On June 13, CISA issued a binding operational directive ordering civilian agencies to remove from the internet any “networked management devices,” making them accessible only from an internal network, or to deploy zero-trust capabilities into their network architecture so an agency administrator can enforce access controls separate from the interface. Agencies were required to do so within two weeks of notification of such devices being connected to the internet.

Censys — a cybersecurity firm that specializes in threat-hunting across devices connected to the internet — used its platform to analyze more than 50 federal civilian branch agencies’ publicly exposed devices that they use to manage networks from the internet. It found ” hundreds of publicly exposed devices within the scope outlined in the [CISA] directive.”

“In the course of our research, we discovered nearly 250 instances of web interfaces for hosts exposing network appliances, many of which were running remote protocols such as SSH and TELNET. Among these were various Cisco network devices with exposed Adaptive Security Device Manager interfaces, enterprise Cradlepoint router interfaces exposing wireless network details, and many popular firewall solutions such as Fortinet Fortiguard and SonicWall appliances,” Censys wrote in a blog post sharing its findings.

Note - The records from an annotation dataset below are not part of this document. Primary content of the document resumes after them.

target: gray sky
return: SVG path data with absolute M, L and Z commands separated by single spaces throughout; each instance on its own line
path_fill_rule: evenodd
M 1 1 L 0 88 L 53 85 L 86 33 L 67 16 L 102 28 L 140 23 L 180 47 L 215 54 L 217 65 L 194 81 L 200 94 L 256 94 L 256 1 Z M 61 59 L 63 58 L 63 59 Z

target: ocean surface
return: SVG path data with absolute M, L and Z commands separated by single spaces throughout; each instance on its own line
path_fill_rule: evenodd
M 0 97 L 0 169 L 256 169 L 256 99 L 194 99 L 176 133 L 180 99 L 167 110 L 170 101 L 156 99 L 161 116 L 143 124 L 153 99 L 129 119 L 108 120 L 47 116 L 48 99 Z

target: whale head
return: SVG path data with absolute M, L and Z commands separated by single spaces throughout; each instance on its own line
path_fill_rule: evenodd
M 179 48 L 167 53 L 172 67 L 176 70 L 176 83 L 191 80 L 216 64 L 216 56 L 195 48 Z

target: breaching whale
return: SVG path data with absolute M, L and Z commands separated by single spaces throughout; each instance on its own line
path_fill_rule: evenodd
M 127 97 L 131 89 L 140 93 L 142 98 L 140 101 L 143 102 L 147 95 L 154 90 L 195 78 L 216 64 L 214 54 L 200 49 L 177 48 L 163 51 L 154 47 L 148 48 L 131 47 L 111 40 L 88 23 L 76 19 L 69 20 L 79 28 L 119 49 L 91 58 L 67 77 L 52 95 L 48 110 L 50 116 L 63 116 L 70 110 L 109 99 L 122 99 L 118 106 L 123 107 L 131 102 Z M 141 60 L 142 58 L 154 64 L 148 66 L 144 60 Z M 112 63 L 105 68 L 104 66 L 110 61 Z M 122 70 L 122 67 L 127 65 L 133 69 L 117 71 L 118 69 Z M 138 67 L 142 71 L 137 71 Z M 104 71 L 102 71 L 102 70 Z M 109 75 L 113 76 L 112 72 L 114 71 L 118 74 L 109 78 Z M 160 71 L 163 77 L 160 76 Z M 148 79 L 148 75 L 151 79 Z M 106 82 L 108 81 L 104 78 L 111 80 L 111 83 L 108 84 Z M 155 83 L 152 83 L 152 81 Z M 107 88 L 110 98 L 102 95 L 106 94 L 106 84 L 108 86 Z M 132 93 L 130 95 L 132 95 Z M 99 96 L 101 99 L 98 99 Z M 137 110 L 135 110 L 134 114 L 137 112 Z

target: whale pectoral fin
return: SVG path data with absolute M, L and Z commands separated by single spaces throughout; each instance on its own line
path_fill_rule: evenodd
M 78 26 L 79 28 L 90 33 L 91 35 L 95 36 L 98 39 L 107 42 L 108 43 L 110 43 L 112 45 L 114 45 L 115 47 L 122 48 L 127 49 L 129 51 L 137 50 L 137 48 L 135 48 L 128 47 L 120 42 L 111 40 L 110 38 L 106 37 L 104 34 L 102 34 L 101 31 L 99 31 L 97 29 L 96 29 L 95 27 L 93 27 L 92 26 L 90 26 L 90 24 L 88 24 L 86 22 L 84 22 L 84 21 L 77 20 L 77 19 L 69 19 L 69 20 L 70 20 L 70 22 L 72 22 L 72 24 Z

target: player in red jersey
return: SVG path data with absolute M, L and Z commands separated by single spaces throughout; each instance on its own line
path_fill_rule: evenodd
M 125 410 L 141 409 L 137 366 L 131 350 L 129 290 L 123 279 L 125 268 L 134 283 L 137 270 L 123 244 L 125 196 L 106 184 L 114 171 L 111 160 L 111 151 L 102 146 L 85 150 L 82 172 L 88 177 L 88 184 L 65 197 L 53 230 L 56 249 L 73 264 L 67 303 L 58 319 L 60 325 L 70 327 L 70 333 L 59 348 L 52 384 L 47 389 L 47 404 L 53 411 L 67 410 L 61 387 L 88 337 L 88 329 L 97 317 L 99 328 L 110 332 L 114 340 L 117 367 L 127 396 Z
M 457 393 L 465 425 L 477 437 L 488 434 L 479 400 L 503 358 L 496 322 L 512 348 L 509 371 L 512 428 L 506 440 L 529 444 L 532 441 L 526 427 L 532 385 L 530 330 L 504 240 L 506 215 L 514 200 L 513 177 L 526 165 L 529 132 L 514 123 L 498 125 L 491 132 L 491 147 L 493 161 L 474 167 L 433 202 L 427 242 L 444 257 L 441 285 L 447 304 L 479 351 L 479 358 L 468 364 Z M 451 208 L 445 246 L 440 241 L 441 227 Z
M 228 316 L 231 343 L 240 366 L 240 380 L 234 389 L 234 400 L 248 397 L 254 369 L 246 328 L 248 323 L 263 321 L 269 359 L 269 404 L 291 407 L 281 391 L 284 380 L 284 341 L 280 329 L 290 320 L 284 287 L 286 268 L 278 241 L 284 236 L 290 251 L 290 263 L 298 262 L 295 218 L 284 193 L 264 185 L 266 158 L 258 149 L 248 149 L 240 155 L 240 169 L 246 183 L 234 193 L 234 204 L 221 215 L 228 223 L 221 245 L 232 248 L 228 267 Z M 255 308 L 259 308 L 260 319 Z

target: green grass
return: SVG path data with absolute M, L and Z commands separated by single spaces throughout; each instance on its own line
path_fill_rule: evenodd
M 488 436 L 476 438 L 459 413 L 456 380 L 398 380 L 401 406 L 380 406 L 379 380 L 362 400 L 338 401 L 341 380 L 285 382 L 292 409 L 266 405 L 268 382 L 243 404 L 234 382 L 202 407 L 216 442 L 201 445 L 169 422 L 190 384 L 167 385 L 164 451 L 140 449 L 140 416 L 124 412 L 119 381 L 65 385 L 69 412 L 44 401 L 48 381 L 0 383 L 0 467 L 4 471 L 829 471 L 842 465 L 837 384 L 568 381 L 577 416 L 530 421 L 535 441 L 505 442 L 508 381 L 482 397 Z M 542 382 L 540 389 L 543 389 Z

In the post, the company explained: “These internet-exposed devices have long been the low-hanging fruit for threat actors to gain unauthorized access to important assets, and it’s encouraging that the federal government is taking this step to proactively improve their overall security posture and those of their adjacent systems.”

Censys also found more than “15 instances of exposed remote access protocols such as FTP, SMB, NetBIOS, and SNMP” — protocols that the firm says “have a history of security vulnerabilities, and exposing them to the internet raises the risk of being targeted by threat actors trying to gain remote unauthorized access to government infrastructure” — and “[m]ultiple out-of-band remote server management devices such as Lantronix SLC console servers,” which CISA said in its directive “should never be directly accessible via the public internet.”

To help civilian agencies meet the requirements of the directive, CISA issued accompanying implementation guidance with additional background and commonly asked questions.